Lange Zeit wollte sich niemand offiziell zu der Debatte äußern. Kürzlich wagte sich AMS-Chef Johannes Kopf in Ö1 aus der Deckung: Eine solche Wartefrist sei "interessant und diskutierenswert". Aber warum drängt Kocher darauf, was wären die Folgen?

Ironischerweise ist die Debatte bloß ein Nebenprodukt der geplanten Arbeitsmarktreform. Kochers Lieblingsprojekt ist, ein degressives Arbeitslosengeld einzuführen, also ein Stufenmodell beim AMS-Geld.

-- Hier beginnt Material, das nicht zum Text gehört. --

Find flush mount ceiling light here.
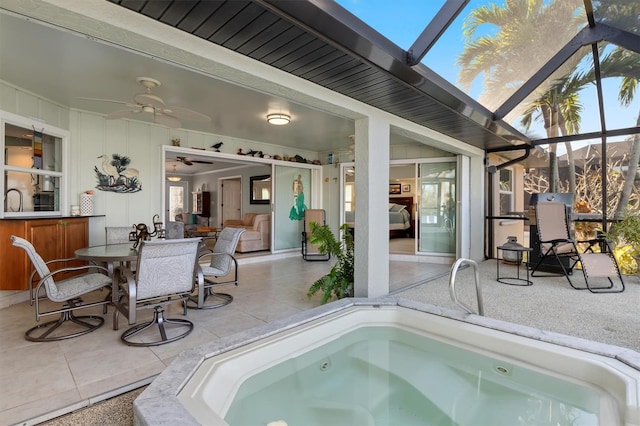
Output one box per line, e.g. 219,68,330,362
266,113,291,125
167,165,182,182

Wer künftig den Job verliert, soll zunächst etwas mehr Geld bekommen als derzeit. Aktuell erhalten Arbeitslose zunächst 55 Prozent ihres Letztgehalts. Grüne und ÖVP sind sich einig, dass die AMS-Zahlungen auch künftig nicht unter das aktuelle Niveau fallen sollen.

Entweder muss also irgendwoher mehr Geld kommen für die Arbeitslosen, oder es braucht Einsparungen an anderer Stelle. Mehr Geld: Damit tut sich die ÖVP, die traditionell betont, dass es für Arbeitslose nicht zu gemütlich werden dürfe im Land, schwer. Hier kommt die Wartefrist ins Spiel. Laut Berechnungen von Ökonomen dürfte die Einführung einer zweiwöchigen Wartefrist das Kocher'sche Stufenmodell weitgehend finanzieren.

Was würde das für Arbeitslose bedeuten? Da spricht AMS-Chef Kopf zu Recht von einer Umverteilung: Wer kurz arbeitslos ist, würde schlechter aussteigen, wer es länger bleibt, etwas besser. Es geht also um eine Umverteilung der Mittel, keine Kürzung.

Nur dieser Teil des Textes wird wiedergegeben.